📜 ⬆️ ⬇️

Results of the competition for the restoration of documents after shredder

Problem number 5, about 6200 fragments, the size of each fragment is about 150 x 60 px.

Agency DARPA announced the results of the competition for the restoration of documents after Schröder. Almost 9,000 teams took part in the competition.

Each “puzzle” consisted of handwritten text fragments ground on a new commercial shredder and scanned with a resolution of 400 DPI. In the most difficult task number 5 there were about 6,200 fragments from an unknown number of pages - only two teams coped with this task.
')
The winner was the team All Your Shreds Are Belong To US - she was able to score the maximum possible 50 points by completing all the tasks. The closest competitors scored 30 and 26 points.

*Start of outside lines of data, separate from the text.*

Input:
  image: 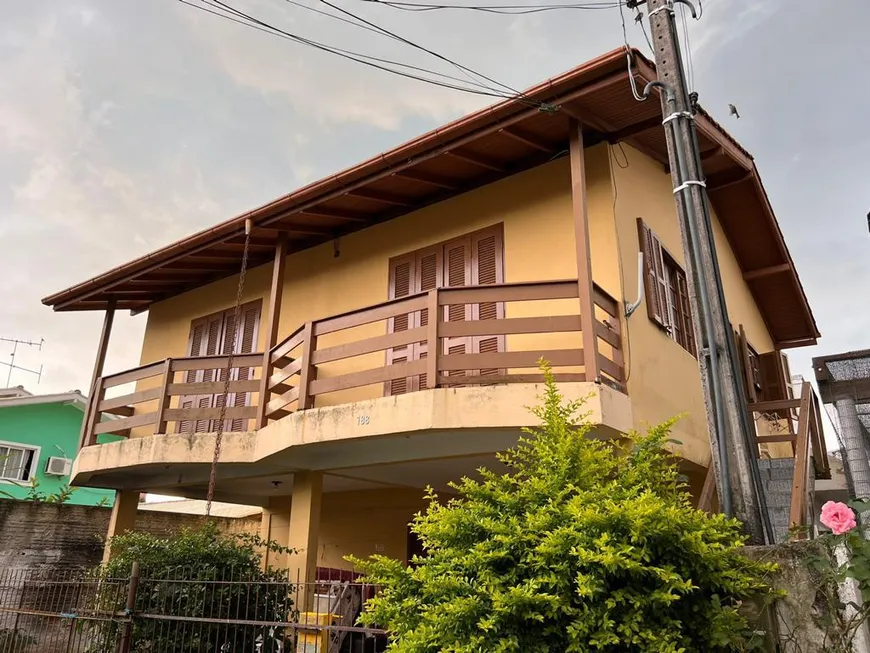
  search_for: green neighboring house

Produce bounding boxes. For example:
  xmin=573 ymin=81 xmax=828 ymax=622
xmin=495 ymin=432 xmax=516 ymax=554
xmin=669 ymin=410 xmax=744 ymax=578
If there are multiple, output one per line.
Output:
xmin=0 ymin=386 xmax=116 ymax=506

No one was able to develop a fully automatic solution; all the teams provided for the participation of one or several human operators who verify the correctness of the fragments coincidence. Polish team tried to use crowdsourcing. A couple of dozens of users jointly decided on the first puzzle relatively quickly, but did not go further.

Programmer Mark Newlin ( wasabi team), who finished third, published his document recovery technique. All modules are developed in C # / .NET 4.0 / MSSQL. At the first stage, preparation for the assembly is carried out: splitting the image into separate fragments, clearing from the background and alignment.



The selection of borders is carried out after filling the background. Fragment alignment is automated by the side with the maximum number of pixels, and in controversial cases, manual alignment helps (according to Mark, these were about 1%). The upper and lower boundaries of the fragments are also easily identified by the characteristic traces of the Schröder, so that if necessary, the fragment is rotated 180 °. Each piece of the puzzle is saved to a file. Separately, the “cleaned” version of the fragment is stored, cut off from the long sides - it is needed to find the junction points of the handle trace.

Before assembly, a database is compiled with information about each fragment: dimensions are “dirty” and clean, the coordinates of the lines (if a sheet fragment is visible in a ruler), the shape of the border, the exit points of the handle trace, the color of each point on the border, and the recognized symbol. Since OCR programs deal poorly with such a task, character recognition was performed manually, says Mark, with the adoption of a glass of beer after every thousand fragments.

The proximity probability for each pair of fragments was calculated taking into account the points of contact of the trace from the handle on the borders of the fragment (by coordinates and the number of such points), by the points of contact of lines on paper and the similarity of fragments by color.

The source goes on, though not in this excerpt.